Alternative Abferkelsysteme werden zunehmend diskutiert und erforscht. Als Nachteil des freien Abferkelns werden jedoch die höheren Erdrückungsverluste angeführt. Auch ist der Sauenhalter dem Tier direkt ausgesetzt. Folglich sind mütterliche und umgängliche Sauen wichtig.
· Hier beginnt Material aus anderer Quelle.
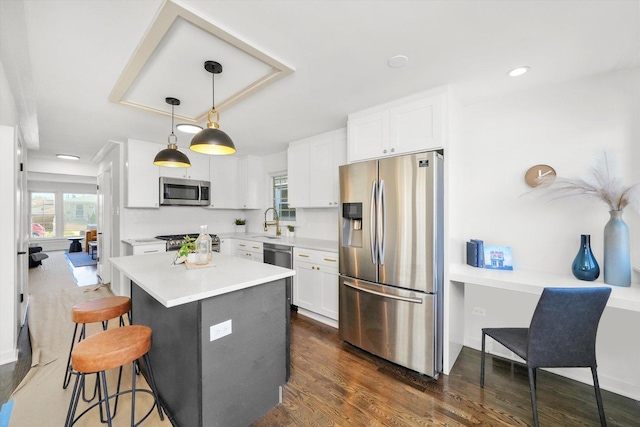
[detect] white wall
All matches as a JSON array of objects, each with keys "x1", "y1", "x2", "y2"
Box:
[{"x1": 454, "y1": 69, "x2": 640, "y2": 399}]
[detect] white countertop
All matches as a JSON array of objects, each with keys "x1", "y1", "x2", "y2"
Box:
[
  {"x1": 449, "y1": 264, "x2": 640, "y2": 312},
  {"x1": 110, "y1": 252, "x2": 295, "y2": 307},
  {"x1": 122, "y1": 237, "x2": 165, "y2": 246},
  {"x1": 218, "y1": 233, "x2": 338, "y2": 253}
]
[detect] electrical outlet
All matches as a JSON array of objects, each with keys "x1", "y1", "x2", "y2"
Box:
[
  {"x1": 209, "y1": 319, "x2": 231, "y2": 341},
  {"x1": 471, "y1": 307, "x2": 487, "y2": 316}
]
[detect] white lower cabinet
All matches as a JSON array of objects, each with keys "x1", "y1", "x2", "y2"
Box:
[
  {"x1": 220, "y1": 237, "x2": 235, "y2": 255},
  {"x1": 232, "y1": 239, "x2": 264, "y2": 262},
  {"x1": 293, "y1": 248, "x2": 338, "y2": 321}
]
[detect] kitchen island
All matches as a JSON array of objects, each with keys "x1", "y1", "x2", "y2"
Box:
[{"x1": 110, "y1": 252, "x2": 295, "y2": 427}]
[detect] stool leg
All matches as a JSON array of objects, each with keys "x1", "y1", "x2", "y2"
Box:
[
  {"x1": 64, "y1": 374, "x2": 84, "y2": 427},
  {"x1": 100, "y1": 371, "x2": 113, "y2": 427},
  {"x1": 62, "y1": 323, "x2": 79, "y2": 389},
  {"x1": 144, "y1": 353, "x2": 164, "y2": 420},
  {"x1": 131, "y1": 360, "x2": 138, "y2": 426}
]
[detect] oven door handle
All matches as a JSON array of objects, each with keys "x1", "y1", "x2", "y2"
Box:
[{"x1": 342, "y1": 282, "x2": 422, "y2": 304}]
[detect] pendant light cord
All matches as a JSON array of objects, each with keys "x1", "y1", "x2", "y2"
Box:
[{"x1": 211, "y1": 73, "x2": 216, "y2": 110}]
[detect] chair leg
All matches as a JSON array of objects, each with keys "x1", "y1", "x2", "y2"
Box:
[
  {"x1": 529, "y1": 367, "x2": 540, "y2": 427},
  {"x1": 591, "y1": 366, "x2": 607, "y2": 427},
  {"x1": 480, "y1": 332, "x2": 486, "y2": 388}
]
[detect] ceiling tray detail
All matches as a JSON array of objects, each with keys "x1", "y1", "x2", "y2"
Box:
[{"x1": 109, "y1": 0, "x2": 295, "y2": 124}]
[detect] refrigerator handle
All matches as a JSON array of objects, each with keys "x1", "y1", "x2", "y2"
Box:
[
  {"x1": 378, "y1": 179, "x2": 387, "y2": 265},
  {"x1": 369, "y1": 180, "x2": 378, "y2": 264},
  {"x1": 342, "y1": 282, "x2": 422, "y2": 304}
]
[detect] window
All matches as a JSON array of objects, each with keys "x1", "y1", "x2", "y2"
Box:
[
  {"x1": 31, "y1": 192, "x2": 98, "y2": 238},
  {"x1": 31, "y1": 193, "x2": 56, "y2": 237},
  {"x1": 273, "y1": 175, "x2": 296, "y2": 221},
  {"x1": 62, "y1": 193, "x2": 97, "y2": 237}
]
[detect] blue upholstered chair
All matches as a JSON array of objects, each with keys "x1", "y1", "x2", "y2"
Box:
[{"x1": 480, "y1": 288, "x2": 611, "y2": 427}]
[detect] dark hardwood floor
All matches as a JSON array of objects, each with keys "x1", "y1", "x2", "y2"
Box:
[
  {"x1": 254, "y1": 313, "x2": 640, "y2": 427},
  {"x1": 0, "y1": 276, "x2": 640, "y2": 427}
]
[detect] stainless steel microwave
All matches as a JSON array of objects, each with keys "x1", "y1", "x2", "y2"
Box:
[{"x1": 160, "y1": 176, "x2": 211, "y2": 206}]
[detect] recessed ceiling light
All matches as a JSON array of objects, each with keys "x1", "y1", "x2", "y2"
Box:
[
  {"x1": 56, "y1": 154, "x2": 80, "y2": 160},
  {"x1": 176, "y1": 123, "x2": 202, "y2": 133},
  {"x1": 507, "y1": 66, "x2": 529, "y2": 77},
  {"x1": 387, "y1": 55, "x2": 409, "y2": 68}
]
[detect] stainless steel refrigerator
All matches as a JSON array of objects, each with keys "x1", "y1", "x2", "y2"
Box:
[{"x1": 339, "y1": 152, "x2": 444, "y2": 378}]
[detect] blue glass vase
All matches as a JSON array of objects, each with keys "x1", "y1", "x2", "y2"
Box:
[
  {"x1": 604, "y1": 211, "x2": 631, "y2": 286},
  {"x1": 571, "y1": 234, "x2": 600, "y2": 282}
]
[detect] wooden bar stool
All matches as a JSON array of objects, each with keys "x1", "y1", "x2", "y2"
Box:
[
  {"x1": 65, "y1": 325, "x2": 164, "y2": 427},
  {"x1": 62, "y1": 297, "x2": 131, "y2": 392}
]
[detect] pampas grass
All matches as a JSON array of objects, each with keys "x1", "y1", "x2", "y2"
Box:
[{"x1": 546, "y1": 150, "x2": 640, "y2": 211}]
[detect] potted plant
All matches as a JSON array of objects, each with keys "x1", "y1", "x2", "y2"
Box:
[
  {"x1": 236, "y1": 218, "x2": 247, "y2": 233},
  {"x1": 175, "y1": 236, "x2": 196, "y2": 264}
]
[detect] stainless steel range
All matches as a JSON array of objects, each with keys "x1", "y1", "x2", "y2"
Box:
[{"x1": 156, "y1": 233, "x2": 220, "y2": 252}]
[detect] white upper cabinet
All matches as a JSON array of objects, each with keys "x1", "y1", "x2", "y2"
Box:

Die Bayerische Landesanstalt für Landwirtschaft koordiniert das Forschungsprojekt „Funktionale Merkmale ferkelführender Sauen – ein Beitrag zur Züchtung und Eigenremontierung“. Insgesamt wurden über 2500 Würfe auf 19 Praxisbetrieben bonitiert. Das Ziel ist unter anderem, einen Mütterlichkeitsindex zur Bewertung von Sauen zu entwickeln.
Es wurden sowohl Eigenschaften des Wurfes (Vitalität und Homogenität) als auch der Sau erfasst. Im Mittelpunkt standen Merkmale wie Nestbau, Geburts-, Abliege- und Verteidigungsverhalten der Sau gegenüber dem Tierhalter. Die Landwirte wurden in der Beobachtung und Kategorisierung der funktionalen Merkmale geschult. Die Dokumentation erfolgte mit Hilfe eines Erhebungsformulars.
Bei der Auswertung wurden nur Wurfnummern von eins bis zehn berücksichtigt. Die Landwirte erfassten das Vorabliegeverhalten (VAV, z.B. Scharren, Umdrehen, Wühlen) sowie das Fallen lassen beim Abliegen (FLA) bei jeder Sau einmalig in den ersten fünf Tagen nach der Geburt. Die Ferkelverluste wurden zusammen mit der Ursache erfasst. Als Crusher wurden Sauen bezeichnet, die während der Säugephase ein oder mehrere Ferkel erdrückten. Non-Crusher waren Sauen ohne Erdrückungsverluste.
Erste Ergebnisse aus drei Betrieben liegen bereits vor. Auf zwei Betrieben wurden die Sauen nach den Richtlinien des Naturland e.V. in freien Abferkelbuchten mit Stroh als Einstreu und Nestbaumaterial gehalten. Die Sauen des dritten Betriebes wurden in Bewegungsbuchten gehalten und erhielten einen Jutesack als Nestbaumaterial. Hier die Ergebnisse:
- Von 638 Würfen wurden 583 (91,4%) als vital und 442 (69,3%) als homogen beurteilt (siehe Übersicht). Zwischen der Homogenität des Wurfes und der Ferkelvitalität konnte ein hochsignifikanter Zusammenhang gefunden werden: Etwa zwei Drittel der Würfe waren sowohl homogen als auch vital.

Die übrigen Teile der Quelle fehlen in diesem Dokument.